The definition of what a broader statewide or regional area was left fairly open to a common sense application. There are not specific guidelines for defining these. It is safe to say that a definition that includes contiguous counties or economic zones that cross state lines (Lake Tahoe in California and Nevada for example) would be an acceptable definition.
Another significant change is the service that can qualify as community service on the part of bank employees. The current Q & A stated that service to a community group was defined as
.12(i) – 3 stated that providing technical assistance to organizations that engage in community development activities (as defined by the regulation) is considered a community development service
For many of our clients this language has been taken to limit the things that bank employees may do to get credit for the community service. The FFIEC clearly wanted to expand that definition and in particular wanted to add that serving on the Board of community service organization can indeed count as community service
.12(i) – 3 to clarify that service on the board of directors of a community development organization is an explicit example of a technical assistance activity that could be provided to community development organizations that would receive consideration as a community development service
The idea here is that the service on the Board of these organizations must be active and not symbolic. In what looked almost like a throw away, the FFIEC also added the following:
In addition, in response to commenters’ suggestions, the Agencies are adding the following example of a technical assistance activity that might be provided to community development organizations: providing services reflecting financial institution employees’ areas of expertise at the institution, such as human resources, information technology, and legal services.

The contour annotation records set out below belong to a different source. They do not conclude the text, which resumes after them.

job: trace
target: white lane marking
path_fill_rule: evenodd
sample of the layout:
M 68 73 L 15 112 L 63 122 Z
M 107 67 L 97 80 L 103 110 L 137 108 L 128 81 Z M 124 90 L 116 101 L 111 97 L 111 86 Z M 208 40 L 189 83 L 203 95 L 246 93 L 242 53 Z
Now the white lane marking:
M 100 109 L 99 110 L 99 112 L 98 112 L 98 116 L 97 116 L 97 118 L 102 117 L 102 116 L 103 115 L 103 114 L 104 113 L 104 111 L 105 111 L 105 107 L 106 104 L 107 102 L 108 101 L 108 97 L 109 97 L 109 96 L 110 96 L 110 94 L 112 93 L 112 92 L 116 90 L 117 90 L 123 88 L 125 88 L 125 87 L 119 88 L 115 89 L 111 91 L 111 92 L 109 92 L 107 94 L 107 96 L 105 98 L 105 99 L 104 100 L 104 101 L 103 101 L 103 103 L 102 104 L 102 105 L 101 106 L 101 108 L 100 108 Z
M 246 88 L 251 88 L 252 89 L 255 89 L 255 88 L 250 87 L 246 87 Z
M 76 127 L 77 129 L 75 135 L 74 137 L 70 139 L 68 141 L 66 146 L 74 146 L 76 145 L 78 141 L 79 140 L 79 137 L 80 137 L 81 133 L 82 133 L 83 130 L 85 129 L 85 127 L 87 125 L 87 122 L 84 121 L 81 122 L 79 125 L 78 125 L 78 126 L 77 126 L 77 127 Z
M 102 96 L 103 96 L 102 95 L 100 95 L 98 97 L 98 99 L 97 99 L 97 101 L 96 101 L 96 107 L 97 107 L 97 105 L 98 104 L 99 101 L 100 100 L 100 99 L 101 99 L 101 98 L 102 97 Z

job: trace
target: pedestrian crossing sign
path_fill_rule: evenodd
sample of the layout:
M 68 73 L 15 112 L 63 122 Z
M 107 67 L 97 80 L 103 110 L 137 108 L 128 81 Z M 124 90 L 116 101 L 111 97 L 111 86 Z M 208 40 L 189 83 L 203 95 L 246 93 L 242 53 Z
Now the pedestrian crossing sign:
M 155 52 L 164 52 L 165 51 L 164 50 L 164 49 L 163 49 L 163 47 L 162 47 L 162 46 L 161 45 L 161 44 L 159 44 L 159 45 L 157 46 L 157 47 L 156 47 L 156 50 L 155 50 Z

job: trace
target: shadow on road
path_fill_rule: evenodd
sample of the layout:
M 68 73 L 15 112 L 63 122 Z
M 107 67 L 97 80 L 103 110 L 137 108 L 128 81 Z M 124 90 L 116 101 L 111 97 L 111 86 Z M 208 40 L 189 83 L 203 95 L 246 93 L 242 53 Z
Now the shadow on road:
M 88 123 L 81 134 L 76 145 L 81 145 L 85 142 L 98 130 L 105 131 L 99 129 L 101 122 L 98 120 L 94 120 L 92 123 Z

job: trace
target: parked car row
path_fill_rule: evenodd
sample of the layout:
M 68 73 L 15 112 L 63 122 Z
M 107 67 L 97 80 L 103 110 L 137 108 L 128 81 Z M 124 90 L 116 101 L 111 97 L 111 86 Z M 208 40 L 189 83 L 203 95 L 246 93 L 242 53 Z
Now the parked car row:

Of course this language greatly expands the sort of services that a bank may provide to community development organizations while meeting the service requirements of the CRA.
Simply put, the more work you do upfront, the more leeway you get! For example, being able to prove that there is broader region that you serve outside of your assessment area and that this region is legitimately economically connected is an important step in being able to perform community development activities out of the assessment area.
The second step is being able to show that the plan for activities allows the bank to serve the needs of the immediate assessment area while expanding.
We believe that for a plan to expand to activities beyond the assessment must be well thought out, and there must be documentation to show that the plan does not ignore low to moderate income groups within the assessment area. However, for banks that do not have these populations directly within the established assessment area, this is a significant opportunity to expand and reach new levels of community development that had heretofore been unattainable.
The key to a successful expansion is being able to document the idea that the Bank understands the credit needs of the people within the established assessment area. In conjunction with understanding those needs the bank must be able to show how their activities meet those needs
 For the full text of the changes see http://www.federalreserve.gov/newsevents/press/bcreg/20130318a.htm
 We continue to remind our clients that the agencies do read and consider comments they receive!